Barry Gannon, autre plume du Post, s'intéresse, pour sa part, à autre chose qu'aux faits divers: les magouilles et autres malversations perpétrées par les notables de la région, notamment dans le secteur immobilier. Il détient des informations, suit des piste qui remontent très haut et qui peuvent littéralement dynamiter la bonne société des personnalités qui comptent, selon l'expression consacrée.
Les deux journalistes s'entendant plutôt bien, on les envoie à Castleford car Gannon est persuadé qu'il pourra rencontrer Marjorie Dawson, la femme d'un architecte visiblement mouillé dans une affaire d'argent public détourné. Le rédacteur en chef compte sur Edward pour modérer Barry et, de plus, celui-ci pourra faire d'une pierre deux coups car c'est justement tout près de Castleford qu'a sévi le "Dératiseur", un psychopathe sur lequel il avait déjà écrit. Un petit papier pour les fêtes pourrait booster les ventes du Post et faire oublier au jeune Dunford qu'on lui a préféré Jack pour conclure de brillante manière l'affaire Kemplay.
Peu convaincu par Barry, dont il soupçonne les supputations les plus noires d'être le fruit de son imagination, Edward s'arrête pourtant en sa compagnie dans la petite ville du Yorkshire. En effet, avant de s'intéresser au "Dératiseur", il rend visite à Paula Garland, la mère d'une des fillettes disparues, car il ne renonce pas à suivre son intuition.
Une intuition qui va se révéler des plus aigües aux yeux d'Ed Dunford,lorsque des éléments troublants, voire terribles, vont se faire jour : les Garland sont liés aux Foster, des huiles locales qui possèdent des terrains idéaux pour la construction, Gannon meurt accidentellement dans des conditions douteuses, des "gens" le contactent pour lui faire part de révélations explosives.

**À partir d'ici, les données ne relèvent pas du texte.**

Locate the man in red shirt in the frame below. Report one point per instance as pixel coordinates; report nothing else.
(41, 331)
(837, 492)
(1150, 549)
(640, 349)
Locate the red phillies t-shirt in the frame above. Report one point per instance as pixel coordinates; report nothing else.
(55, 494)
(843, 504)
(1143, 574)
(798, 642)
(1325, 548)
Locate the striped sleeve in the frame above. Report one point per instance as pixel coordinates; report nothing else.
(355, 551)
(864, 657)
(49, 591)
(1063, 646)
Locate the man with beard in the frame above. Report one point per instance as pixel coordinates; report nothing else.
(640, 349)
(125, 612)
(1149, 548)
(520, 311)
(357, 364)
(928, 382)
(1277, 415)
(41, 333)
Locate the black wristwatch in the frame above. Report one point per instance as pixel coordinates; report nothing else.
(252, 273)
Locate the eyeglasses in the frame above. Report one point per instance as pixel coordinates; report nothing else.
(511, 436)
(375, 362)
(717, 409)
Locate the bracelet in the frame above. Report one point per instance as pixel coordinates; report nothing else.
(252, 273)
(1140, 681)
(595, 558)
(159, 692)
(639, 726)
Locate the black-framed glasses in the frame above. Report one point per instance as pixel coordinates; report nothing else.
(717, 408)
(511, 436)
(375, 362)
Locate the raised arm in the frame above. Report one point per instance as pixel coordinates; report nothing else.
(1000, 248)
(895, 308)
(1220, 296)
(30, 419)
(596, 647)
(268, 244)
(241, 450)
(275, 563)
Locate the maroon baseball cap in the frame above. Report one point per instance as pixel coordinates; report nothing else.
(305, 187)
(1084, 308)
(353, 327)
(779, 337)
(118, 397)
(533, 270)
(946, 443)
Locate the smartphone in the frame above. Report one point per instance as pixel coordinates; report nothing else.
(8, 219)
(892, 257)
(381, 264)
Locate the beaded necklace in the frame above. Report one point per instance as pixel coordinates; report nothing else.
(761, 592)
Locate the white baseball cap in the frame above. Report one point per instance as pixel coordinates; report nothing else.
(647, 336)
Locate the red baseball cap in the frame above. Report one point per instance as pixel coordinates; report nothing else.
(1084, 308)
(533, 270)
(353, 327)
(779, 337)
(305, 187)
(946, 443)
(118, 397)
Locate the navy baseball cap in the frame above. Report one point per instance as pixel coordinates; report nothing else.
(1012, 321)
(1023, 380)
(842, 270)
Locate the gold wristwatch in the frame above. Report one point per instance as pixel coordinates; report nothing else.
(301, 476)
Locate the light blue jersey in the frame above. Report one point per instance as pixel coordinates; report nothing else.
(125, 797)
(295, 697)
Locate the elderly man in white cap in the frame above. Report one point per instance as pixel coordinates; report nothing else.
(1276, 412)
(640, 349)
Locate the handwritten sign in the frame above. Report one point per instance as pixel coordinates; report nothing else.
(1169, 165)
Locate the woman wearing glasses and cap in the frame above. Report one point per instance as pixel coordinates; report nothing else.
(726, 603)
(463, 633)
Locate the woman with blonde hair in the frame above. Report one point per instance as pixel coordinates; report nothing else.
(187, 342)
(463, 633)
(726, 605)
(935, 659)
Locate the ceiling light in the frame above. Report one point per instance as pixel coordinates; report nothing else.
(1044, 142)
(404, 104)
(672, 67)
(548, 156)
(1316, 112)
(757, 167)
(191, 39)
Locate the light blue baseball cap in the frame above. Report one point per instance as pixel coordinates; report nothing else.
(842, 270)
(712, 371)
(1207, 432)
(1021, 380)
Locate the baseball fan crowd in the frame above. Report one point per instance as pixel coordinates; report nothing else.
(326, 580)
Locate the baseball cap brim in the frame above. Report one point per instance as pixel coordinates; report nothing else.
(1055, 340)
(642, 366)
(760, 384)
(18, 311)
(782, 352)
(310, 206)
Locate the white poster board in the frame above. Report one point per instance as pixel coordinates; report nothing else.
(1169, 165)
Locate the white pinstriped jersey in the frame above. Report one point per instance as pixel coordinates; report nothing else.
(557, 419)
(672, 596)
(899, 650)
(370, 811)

A partir de là, Ed va être entraîné loin, bien plus loin qu'il ne le pensait, à l'intérieur d'un monde et d'une affaire bien plus pourris, sordides et explosifs qu'au premier abord: les ignobles faits divers n'étant que les épiphénomènes de quelque chose de plus grave, plus essentiel d'un point de vue social et sociétal. Comme si le crime n'était que la face visible d'un univers où la corruption, la trahison, le mensonge et la cupidité étaient érigés en règle absolue ou, mieux, en Idéal à atteindre. Au sens strict.

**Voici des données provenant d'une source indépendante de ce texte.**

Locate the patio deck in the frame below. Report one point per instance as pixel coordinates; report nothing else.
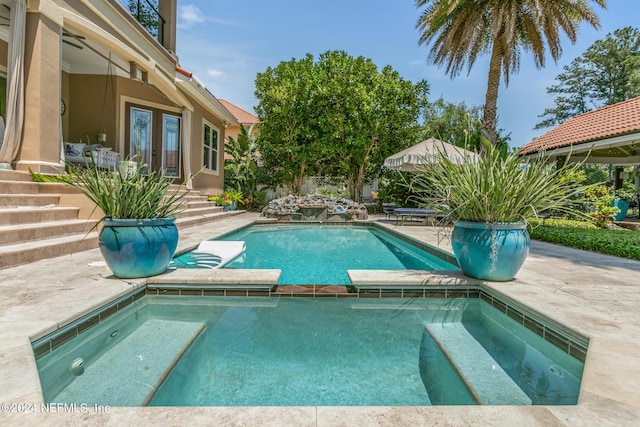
(593, 294)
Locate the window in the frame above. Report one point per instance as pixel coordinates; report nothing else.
(211, 142)
(154, 138)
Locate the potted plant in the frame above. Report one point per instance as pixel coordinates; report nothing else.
(138, 236)
(234, 197)
(220, 200)
(622, 200)
(490, 199)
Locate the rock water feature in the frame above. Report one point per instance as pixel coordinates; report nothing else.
(314, 207)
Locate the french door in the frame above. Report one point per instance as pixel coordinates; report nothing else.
(154, 138)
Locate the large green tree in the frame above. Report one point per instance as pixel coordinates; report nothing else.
(338, 116)
(460, 31)
(606, 73)
(457, 124)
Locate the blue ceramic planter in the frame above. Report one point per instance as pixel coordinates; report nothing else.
(135, 248)
(623, 205)
(490, 251)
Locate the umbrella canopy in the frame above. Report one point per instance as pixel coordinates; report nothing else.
(427, 151)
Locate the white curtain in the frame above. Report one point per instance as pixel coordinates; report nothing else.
(15, 84)
(186, 147)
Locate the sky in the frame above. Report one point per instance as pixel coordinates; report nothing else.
(226, 44)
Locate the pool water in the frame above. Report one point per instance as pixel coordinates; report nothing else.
(260, 351)
(322, 254)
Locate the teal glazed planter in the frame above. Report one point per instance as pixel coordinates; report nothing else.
(490, 251)
(134, 248)
(623, 205)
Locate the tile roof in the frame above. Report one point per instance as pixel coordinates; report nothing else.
(613, 120)
(242, 116)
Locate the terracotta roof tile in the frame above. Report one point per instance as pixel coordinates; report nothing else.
(242, 116)
(612, 120)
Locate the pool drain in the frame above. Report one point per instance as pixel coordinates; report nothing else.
(556, 370)
(77, 366)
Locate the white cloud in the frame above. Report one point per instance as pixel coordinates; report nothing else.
(189, 15)
(212, 72)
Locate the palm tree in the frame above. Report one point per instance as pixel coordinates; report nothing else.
(462, 30)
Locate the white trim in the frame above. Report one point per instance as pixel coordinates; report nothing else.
(162, 141)
(215, 172)
(124, 99)
(613, 142)
(193, 88)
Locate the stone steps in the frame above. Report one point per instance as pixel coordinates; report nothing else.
(34, 214)
(36, 250)
(34, 226)
(17, 200)
(11, 234)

David Peace ne prend pas comme beaucoup d'auteurs, au demeurant très estimables voire admirables, son lecteur par la main: il le prend par les couilles (
désolé mais c'est l'impression que j'en ai), les lui serre, lui balance son poing dans la gueule, le laisse groggy, le relève, le ranime un peu et recommence son entreprise de démolition.

Encore et encore, avec une virtuosité, tant narrative que langagière, qui en font un auteur majeur.
Je corrige: MAJEUR car tout est majuscules chez Peace, à savoir le style, la noirceur des personnages, le sexe qui ressemble à une bagarre de rue, la morosité des paysages désolés d'un Yorkshire qui entre dans une crise économique qui le laissera déconfit, la corruption des flics comme la rapacité de la presse, la douleur comme la colère.

On ne respire que rarement à plein poumons dans 1974 car lors des rares fois où la tension dramatique retombe, on est confronté à la véritable "
tempête sous un crâne" qu'essuie Ed Dunford, le narrateur, personnage pas forcément sympathique mais qui va finir par oublier sa quête égoïste de reconnaissance. Une quête qui, paradoxalement, le maintenait en vie, à flots mais qui fera qu'on le choisira lui, et pas un autre, pour porter des chapeaux bien trop grands.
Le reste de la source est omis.